Imagine walking through a historical district on a pleasant evening. You pause at a storefront to view a painting through the window or to admire the display of a young fashion designer. Two shops down, men stop to inspect a window filled with the long, bare legs and busty assets of a sex worker.
This is Amsterdam’s red-light district, where shops sell high-tech adult toys, the shows are rated triple X and women in fluorescent, stringy lingerie beckon from rows of long windows.
Businesses unassociated with sex also thrive in the popular area, and traditional families live in apartments above the glowing red windows.
Legalized prostitution requires a culture of open and tolerant attitudes toward sexuality. It needs cooperation and communication between the government, the community and members of the sex industry.
There’s no chance the United States could successfully emulate this model.
But state lawmakers and human rights organizations could learn how to curb the crime and risks of prostitution by observing a broad-minded city that acknowledges and regulates the practice.
Prostitution is inevitable and hazardous, but the decriminalization of prostitution gives sex workers an opportunity to have a safe and legitimate practice. Women are allowed to work from windows but not on the street, which helps prostitutes to avoid the control of pimps and the danger of shady back rooms.
Established sex workers in Amsterdam are independent entrepreneurs. They register with the Chamber of Commerce, pay income taxes and rent window space by the shift. Surveillance cameras watch over the district, and uniformed and plain clothes police patrol the area, ready to step in if a sex worker needs help.

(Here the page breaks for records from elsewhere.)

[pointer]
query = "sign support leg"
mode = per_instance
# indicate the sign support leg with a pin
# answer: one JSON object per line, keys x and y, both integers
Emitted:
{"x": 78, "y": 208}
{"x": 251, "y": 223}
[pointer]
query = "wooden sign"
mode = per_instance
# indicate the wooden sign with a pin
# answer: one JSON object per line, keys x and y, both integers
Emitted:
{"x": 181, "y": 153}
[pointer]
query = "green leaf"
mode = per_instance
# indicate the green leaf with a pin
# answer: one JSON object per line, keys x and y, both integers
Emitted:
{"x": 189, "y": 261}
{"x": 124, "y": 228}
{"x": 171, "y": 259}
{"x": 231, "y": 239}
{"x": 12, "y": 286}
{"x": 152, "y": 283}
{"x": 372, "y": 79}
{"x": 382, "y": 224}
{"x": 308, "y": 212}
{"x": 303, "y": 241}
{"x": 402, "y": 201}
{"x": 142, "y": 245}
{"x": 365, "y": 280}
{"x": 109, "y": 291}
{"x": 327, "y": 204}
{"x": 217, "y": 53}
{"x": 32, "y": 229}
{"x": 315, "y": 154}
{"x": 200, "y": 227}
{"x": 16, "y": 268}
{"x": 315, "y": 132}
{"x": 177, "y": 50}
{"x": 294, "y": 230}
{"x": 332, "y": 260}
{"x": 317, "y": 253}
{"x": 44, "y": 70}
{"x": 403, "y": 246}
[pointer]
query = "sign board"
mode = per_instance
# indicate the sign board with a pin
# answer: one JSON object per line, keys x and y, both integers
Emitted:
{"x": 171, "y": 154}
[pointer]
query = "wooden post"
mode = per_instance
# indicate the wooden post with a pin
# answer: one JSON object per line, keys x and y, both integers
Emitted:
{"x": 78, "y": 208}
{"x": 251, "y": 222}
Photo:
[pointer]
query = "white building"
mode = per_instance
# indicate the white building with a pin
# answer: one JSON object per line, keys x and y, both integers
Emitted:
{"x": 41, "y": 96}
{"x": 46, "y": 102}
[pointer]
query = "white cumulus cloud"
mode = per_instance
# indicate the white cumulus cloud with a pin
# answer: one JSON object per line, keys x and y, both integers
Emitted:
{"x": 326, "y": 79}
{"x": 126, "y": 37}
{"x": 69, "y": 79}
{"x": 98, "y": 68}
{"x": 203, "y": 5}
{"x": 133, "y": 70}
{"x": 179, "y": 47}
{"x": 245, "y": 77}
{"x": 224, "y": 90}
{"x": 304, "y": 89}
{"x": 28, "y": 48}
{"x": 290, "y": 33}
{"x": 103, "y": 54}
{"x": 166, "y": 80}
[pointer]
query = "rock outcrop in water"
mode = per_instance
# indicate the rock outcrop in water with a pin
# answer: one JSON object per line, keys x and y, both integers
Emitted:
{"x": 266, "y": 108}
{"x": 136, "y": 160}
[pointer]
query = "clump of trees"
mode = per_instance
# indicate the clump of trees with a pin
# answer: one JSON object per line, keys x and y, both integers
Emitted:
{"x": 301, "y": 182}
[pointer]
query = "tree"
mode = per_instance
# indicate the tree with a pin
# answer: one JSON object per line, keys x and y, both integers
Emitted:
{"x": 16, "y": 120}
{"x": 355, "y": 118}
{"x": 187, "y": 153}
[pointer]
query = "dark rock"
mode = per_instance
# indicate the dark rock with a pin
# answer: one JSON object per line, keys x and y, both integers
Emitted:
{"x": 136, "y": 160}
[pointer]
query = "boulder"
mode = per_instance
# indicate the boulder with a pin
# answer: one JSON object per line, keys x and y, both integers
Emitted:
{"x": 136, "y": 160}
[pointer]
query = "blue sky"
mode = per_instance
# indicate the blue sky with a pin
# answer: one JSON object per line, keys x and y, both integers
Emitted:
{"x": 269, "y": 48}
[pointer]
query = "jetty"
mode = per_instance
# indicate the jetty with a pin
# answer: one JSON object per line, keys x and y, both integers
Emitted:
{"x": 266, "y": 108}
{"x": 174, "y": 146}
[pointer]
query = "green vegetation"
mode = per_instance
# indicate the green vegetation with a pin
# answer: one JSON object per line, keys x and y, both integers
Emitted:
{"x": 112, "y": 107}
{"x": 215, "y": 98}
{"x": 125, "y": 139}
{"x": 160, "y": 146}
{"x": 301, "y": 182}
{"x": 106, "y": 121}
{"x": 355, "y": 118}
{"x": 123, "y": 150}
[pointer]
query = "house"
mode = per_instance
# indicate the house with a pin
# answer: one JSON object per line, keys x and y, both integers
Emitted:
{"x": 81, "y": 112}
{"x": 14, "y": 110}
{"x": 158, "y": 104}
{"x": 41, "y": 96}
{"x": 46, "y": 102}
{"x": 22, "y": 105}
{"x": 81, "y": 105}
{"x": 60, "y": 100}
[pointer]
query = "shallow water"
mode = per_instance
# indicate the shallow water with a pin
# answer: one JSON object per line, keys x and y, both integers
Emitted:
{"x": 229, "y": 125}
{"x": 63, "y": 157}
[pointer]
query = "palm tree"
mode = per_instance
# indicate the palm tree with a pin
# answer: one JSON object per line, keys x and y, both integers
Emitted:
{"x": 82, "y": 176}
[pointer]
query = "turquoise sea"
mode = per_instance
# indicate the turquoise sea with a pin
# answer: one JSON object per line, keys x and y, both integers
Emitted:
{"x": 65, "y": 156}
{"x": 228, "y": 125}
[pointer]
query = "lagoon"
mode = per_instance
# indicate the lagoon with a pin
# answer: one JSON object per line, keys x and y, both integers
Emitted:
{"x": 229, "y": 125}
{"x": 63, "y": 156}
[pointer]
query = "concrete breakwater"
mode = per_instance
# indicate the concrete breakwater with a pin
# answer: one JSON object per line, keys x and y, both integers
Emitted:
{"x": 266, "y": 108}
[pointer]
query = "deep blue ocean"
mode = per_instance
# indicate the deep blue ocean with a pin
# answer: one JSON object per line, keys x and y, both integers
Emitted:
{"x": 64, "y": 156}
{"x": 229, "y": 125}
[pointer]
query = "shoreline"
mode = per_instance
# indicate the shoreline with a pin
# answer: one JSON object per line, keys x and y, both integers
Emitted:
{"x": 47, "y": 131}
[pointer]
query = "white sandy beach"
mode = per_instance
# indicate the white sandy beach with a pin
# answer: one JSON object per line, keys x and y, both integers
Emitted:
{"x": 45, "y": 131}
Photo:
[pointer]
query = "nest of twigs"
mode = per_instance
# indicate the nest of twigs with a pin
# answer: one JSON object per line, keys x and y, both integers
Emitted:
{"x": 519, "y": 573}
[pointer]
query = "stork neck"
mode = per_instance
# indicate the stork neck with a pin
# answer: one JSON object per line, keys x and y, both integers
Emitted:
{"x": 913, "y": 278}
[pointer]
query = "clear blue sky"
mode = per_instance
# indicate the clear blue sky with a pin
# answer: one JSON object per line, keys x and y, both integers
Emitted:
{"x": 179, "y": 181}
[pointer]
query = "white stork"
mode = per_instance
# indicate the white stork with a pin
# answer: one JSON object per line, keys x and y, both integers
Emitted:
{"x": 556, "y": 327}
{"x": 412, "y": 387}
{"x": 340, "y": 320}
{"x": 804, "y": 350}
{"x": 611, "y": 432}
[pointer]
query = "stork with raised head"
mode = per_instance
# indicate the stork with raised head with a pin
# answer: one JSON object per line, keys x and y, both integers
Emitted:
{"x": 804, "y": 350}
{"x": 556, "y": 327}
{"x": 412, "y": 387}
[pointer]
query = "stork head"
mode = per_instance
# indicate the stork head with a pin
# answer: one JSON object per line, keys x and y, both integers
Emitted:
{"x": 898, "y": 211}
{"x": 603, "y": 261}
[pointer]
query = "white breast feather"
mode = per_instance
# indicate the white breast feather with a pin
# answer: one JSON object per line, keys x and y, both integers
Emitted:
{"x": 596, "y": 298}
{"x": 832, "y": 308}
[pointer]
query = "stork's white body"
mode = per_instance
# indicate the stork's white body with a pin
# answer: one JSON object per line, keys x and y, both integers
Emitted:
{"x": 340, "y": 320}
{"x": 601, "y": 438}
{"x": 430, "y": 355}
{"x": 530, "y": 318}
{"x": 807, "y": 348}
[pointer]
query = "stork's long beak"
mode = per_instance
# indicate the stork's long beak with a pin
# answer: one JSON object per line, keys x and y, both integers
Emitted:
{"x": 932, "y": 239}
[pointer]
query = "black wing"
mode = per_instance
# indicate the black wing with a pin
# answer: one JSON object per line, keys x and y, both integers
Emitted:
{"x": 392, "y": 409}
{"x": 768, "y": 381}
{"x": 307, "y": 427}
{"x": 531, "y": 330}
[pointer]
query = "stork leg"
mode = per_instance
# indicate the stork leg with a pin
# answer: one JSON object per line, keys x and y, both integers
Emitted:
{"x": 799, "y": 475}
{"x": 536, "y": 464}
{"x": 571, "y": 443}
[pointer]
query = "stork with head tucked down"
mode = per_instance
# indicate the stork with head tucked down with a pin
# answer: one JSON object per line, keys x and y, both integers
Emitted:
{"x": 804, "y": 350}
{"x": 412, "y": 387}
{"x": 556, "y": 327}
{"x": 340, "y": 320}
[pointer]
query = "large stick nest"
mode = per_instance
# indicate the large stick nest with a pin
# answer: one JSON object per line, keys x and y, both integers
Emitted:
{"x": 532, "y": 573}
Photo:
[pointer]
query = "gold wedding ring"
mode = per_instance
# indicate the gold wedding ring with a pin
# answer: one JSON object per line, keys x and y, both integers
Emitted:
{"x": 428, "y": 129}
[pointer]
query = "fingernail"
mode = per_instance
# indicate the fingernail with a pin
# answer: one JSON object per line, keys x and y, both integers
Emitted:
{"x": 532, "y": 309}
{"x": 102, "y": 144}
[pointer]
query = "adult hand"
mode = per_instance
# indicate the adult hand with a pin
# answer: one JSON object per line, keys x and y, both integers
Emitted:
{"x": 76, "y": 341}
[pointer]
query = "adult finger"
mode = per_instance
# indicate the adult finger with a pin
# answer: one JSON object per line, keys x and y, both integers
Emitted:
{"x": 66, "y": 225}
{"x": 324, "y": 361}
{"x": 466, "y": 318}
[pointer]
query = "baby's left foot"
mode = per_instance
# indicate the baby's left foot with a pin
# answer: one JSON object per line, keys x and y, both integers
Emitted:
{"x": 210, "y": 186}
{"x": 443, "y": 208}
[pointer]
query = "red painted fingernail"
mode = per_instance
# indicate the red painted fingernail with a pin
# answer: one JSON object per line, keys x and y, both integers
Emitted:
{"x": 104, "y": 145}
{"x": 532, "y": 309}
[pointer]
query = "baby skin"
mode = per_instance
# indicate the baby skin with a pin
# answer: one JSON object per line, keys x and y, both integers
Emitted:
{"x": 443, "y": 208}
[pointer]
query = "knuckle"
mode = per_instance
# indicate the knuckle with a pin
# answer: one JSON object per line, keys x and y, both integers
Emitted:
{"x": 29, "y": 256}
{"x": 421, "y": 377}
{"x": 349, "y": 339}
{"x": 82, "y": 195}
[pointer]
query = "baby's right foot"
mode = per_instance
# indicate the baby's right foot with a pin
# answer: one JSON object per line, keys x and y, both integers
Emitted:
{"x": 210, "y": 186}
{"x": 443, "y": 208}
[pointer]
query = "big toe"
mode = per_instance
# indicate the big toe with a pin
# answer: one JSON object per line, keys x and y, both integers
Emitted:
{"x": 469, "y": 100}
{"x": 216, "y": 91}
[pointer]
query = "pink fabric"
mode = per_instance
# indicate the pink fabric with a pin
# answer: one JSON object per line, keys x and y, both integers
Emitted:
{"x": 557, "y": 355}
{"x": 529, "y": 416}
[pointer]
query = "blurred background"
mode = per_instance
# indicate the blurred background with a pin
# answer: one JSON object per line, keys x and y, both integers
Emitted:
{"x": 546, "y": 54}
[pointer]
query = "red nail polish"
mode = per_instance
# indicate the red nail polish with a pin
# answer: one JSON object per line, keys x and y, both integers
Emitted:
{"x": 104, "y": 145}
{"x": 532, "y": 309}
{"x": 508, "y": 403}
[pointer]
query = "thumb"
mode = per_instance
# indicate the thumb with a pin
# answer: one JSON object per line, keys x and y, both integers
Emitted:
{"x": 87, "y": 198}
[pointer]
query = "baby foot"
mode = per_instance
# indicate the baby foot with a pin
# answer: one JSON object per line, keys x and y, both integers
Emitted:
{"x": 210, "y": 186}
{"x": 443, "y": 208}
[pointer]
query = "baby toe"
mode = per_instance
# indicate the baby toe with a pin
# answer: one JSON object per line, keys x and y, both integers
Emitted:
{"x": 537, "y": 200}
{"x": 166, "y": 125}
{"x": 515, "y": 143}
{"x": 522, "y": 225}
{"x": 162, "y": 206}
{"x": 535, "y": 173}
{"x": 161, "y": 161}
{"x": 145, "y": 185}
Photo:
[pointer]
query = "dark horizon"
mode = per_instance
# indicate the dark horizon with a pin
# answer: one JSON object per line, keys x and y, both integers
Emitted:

Working conditions are regulated and some women join a small labor union. They have access to health services, social work resources and STD checks.
These working women aren’t perceived as criminals or victims.
The ideals of this system stand in stark contrast to the chaotic and violent reality of American prostitution rings, where abuse is common, help is hard to find and law enforcement sweeps can result in a hundred arrests at a time.
A lack of strong regulation doesn’t help the danger of this institution, which often means defenseless children or foreign nationals are subject to human trafficking around the country.
Though reliable statistics are difficult to calculate, Trafficking Hope is a Baton Rouge organization working to promote public awareness locally about human trafficking, and Tigers Against Trafficking is a student organization aimed at educating and fundraising to end sex slavery.
The progressive Dutch arrangement isn’t perfect either. Some complain it was only developed for the government to collect money. Illegal activity in the city has adjusted and grown since the legalization of brothels in 2000.
But in response, organizations are conducting research, the government is considering reform policies and groups have resolved to change the image of the red-light district. Entities disagree about the best approach to problems in the industry, but dialogue is taking place between them.
But there is a distinct lack of such dialogue in the United States, where people involved in these activities are deprived of resources, mental and physical attention and support for their rights because of their criminal status.
I don’t need to see ladies of the night renting storefronts in the mall next to Abercrombie, but prostitution isn’t going away. People are violated and exploited for sex without any avenue of complaint. We need to shift our perception of marginalized sexual subcultures to relieve the injustice surrounding the world’s oldest profession.
Morgan Searles is a 21-year-old mass communication senior from Baton Rouge studying abroad in Amsterdam.